Mapping the middle ground between apparent opposites, Parisian multi- disciplinary artist Cyprien Gaillard distills the vandalism, decay and banality of urban architecture into images of unlikely beauty. Mirroring the world as he perceives it, housing-estate riots translate as modern-medieval battlefields within his film “Fictive Wars V”, while unforgiving post-war tower-blocks become relics of an unrealised utopia set amid rural Dutch 17th Century landscapes in his “Belief in the Age of Disbelief” series of etchings. His most recent photographic and film work, the “Glasgow Series”, captures stoic structures both on the verge and in the moment of demolition. His projected reality may be bleak, but it is equally romantic. “I have this idea that there will be a new harmony within the contemporary landscape,” Gaillard begins emphatically. “I’m interested in tower- blocks as sculptures, as relics of our entropic landscape. Somehow I’ve found simplicity and beauty in landscapes that others find ugly.”
Following a maxim to uncover the exotic within the everyday, Gaillard sees his immediate environs, as well as the extended international landscape of city and suburbia, as endless sites for inspiration. His artistic inclinations are derived, and continue to extend from, the city and its concrete terrain – the landscape within which he grew up, interacting with the streets through skateboarding and graffiti. “I was quite an angry teen and wanted to destroy and vandalise things, but I also wanted to create,” he explains. “Art was a way to continue this lifestyle... because art is a shelter somehow, and actions that don’t make sense anywhere else, make sense in the art world.”
Taking direction from the Land Artists of the 70s, particularly Robert Smithson, Gaillard’s finished artworks are, he says, documentation of the ‘real’ work created outside. “I work in reality, and fill the art world with the real world,” he says. “I can’t say my work is related to Robert Smithson’s, it would be too arrogant... but I feel very close to his work. I’m continuing his notion of entropy and decay.” Post-war structures and the jarring landscape they create fascinate Gaillard, who is appalled by the general disdain for such architecture.
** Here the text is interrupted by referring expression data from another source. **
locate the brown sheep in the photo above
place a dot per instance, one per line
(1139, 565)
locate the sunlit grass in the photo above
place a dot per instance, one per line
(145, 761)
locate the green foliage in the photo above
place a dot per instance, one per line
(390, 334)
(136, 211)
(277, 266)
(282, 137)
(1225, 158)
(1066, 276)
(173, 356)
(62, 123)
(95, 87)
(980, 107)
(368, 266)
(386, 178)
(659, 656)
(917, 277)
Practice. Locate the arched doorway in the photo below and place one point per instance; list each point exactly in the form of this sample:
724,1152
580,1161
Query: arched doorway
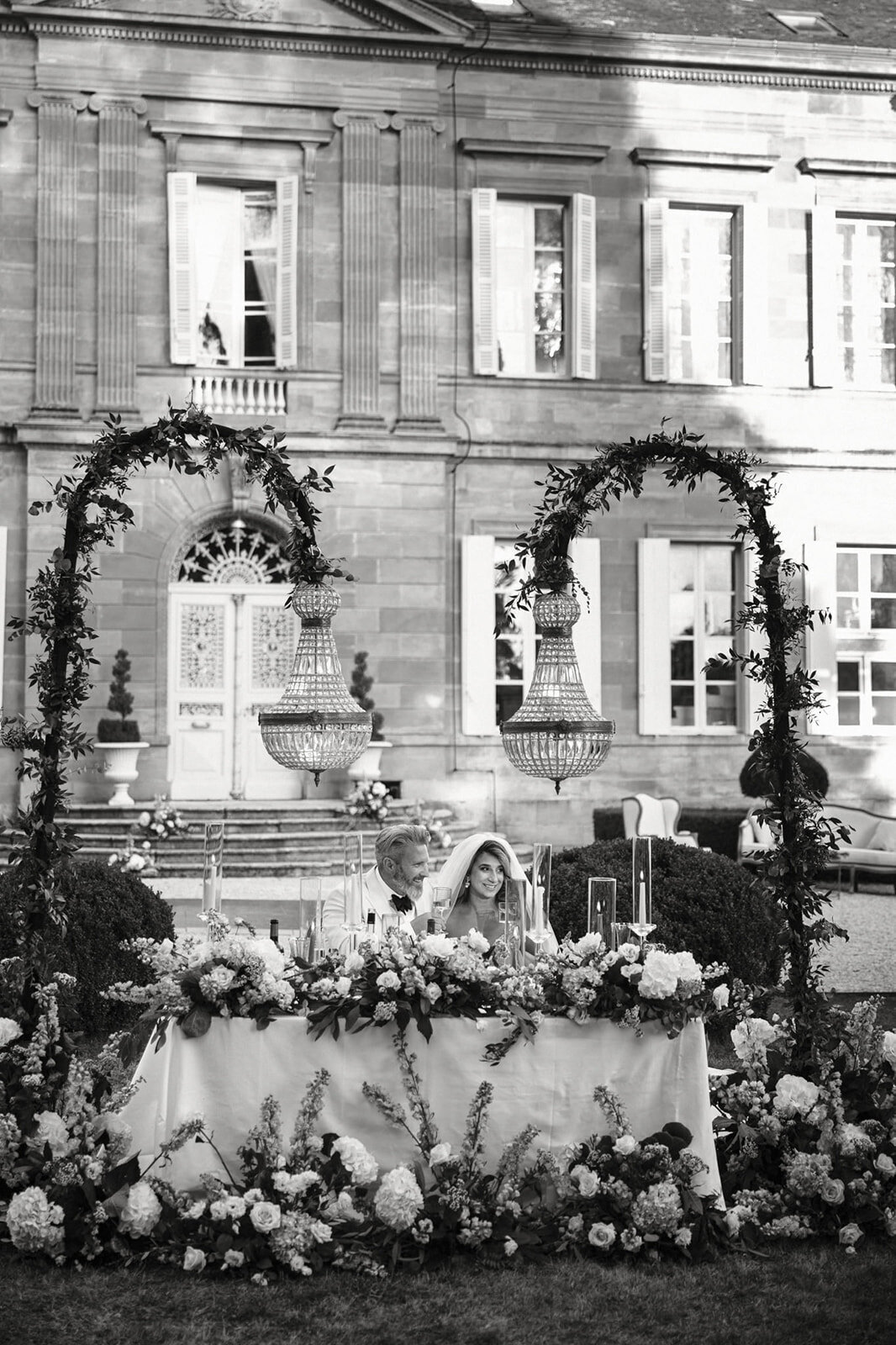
232,642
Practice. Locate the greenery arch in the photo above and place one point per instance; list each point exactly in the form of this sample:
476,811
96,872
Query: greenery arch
91,499
571,495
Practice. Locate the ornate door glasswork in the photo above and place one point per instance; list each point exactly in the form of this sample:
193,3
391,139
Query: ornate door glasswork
232,643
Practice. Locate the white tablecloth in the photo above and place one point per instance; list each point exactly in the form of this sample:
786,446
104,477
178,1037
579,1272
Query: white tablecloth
226,1075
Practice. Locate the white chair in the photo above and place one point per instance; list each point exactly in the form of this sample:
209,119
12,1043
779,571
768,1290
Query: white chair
646,815
755,838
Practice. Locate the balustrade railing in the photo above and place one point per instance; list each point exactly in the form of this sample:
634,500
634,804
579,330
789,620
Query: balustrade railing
239,394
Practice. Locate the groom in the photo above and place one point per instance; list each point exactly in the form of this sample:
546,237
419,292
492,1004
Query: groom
396,888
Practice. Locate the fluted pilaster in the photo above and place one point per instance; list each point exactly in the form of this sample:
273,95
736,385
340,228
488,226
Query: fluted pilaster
118,253
419,306
57,315
361,269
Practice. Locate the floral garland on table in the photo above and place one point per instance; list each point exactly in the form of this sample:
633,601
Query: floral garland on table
808,1147
314,1201
436,975
225,975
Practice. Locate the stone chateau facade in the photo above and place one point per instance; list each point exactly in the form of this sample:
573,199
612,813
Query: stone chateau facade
439,245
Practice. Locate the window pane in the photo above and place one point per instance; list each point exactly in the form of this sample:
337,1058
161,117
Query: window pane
848,677
883,572
883,676
846,572
884,710
883,614
683,661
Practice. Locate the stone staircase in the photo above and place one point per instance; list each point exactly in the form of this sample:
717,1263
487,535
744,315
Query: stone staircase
260,838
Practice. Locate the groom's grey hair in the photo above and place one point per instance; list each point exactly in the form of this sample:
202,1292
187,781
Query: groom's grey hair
393,840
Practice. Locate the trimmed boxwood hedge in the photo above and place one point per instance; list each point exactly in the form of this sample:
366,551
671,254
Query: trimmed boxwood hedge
103,907
714,827
704,903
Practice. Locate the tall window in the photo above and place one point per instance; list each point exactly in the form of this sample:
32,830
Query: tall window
700,260
533,287
705,293
701,598
237,275
688,598
867,302
867,638
232,259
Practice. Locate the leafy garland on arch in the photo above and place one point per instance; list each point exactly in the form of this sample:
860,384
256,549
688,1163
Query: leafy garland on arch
92,499
571,495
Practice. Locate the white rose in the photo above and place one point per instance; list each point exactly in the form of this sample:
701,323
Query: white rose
10,1031
437,946
795,1094
660,977
194,1259
266,1216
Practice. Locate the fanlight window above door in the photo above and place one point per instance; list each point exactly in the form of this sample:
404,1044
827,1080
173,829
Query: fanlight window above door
233,551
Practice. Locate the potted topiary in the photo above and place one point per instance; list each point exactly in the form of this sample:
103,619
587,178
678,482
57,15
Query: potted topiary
367,764
119,739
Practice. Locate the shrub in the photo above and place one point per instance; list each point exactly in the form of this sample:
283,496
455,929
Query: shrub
704,903
103,907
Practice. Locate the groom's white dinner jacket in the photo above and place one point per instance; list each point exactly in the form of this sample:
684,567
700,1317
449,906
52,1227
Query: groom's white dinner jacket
376,896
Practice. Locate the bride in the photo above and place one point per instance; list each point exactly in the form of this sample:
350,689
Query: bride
475,873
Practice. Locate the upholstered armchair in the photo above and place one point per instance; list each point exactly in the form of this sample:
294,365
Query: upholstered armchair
646,815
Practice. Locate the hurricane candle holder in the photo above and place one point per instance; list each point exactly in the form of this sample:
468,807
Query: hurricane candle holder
540,927
602,911
642,915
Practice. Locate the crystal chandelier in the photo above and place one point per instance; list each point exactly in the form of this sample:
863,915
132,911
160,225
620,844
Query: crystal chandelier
316,724
556,733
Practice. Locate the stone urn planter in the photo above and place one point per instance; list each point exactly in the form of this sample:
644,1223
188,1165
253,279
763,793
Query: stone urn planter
120,767
367,764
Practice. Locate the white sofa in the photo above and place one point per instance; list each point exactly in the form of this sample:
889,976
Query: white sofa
646,815
871,847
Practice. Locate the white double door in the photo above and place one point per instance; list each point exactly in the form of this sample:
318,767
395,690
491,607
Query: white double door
230,652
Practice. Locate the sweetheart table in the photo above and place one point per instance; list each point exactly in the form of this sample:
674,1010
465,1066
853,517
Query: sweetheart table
229,1071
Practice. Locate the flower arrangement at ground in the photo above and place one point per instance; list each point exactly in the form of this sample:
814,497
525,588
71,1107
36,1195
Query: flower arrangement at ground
224,975
369,799
808,1142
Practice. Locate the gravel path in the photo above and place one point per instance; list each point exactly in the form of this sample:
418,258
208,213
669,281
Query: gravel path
865,965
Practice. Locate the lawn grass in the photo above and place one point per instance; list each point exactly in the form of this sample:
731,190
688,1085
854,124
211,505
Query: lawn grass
799,1295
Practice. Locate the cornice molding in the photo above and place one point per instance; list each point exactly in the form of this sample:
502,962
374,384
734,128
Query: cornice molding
654,156
846,167
488,148
237,131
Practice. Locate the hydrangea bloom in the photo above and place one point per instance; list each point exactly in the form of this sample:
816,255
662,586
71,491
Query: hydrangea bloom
398,1199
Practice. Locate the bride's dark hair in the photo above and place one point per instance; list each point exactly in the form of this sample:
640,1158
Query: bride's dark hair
497,852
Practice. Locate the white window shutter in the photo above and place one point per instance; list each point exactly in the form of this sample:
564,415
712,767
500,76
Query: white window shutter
656,214
822,287
821,642
584,555
752,282
584,279
182,304
485,318
478,636
287,271
755,693
654,694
Traveling to Glasgow each month, he has been recording the ongoing destruction of the city’s residential tower-blocks. “It’s so sad to be nostalgic at only 26, but I am. There’s nothing I can do to save these towers,” he laments. “These buildings should exist because they’re historical, they’re part of the city and the skyline. I see them as ruins... as modern castles or fortresses that we allow to be demolished.”
With melancholia as a muse, Gaillard’s affection for oft-derided architecture has spawned a large-scale, and somewhat eccentric, concept, “My idea is to buy a large piece of land in the south of France – I want to turn it into a theme park. It will house resurrected tower blocks from around the world,” Gaillard enthuses. “All my work until now is leading up to this park. I’m struggling with the fact that I can’t rescue all the structures that are being knocked down in front of my eyes. These buildings need a place to exist as monuments, as historical remnants to be protected and remembered.”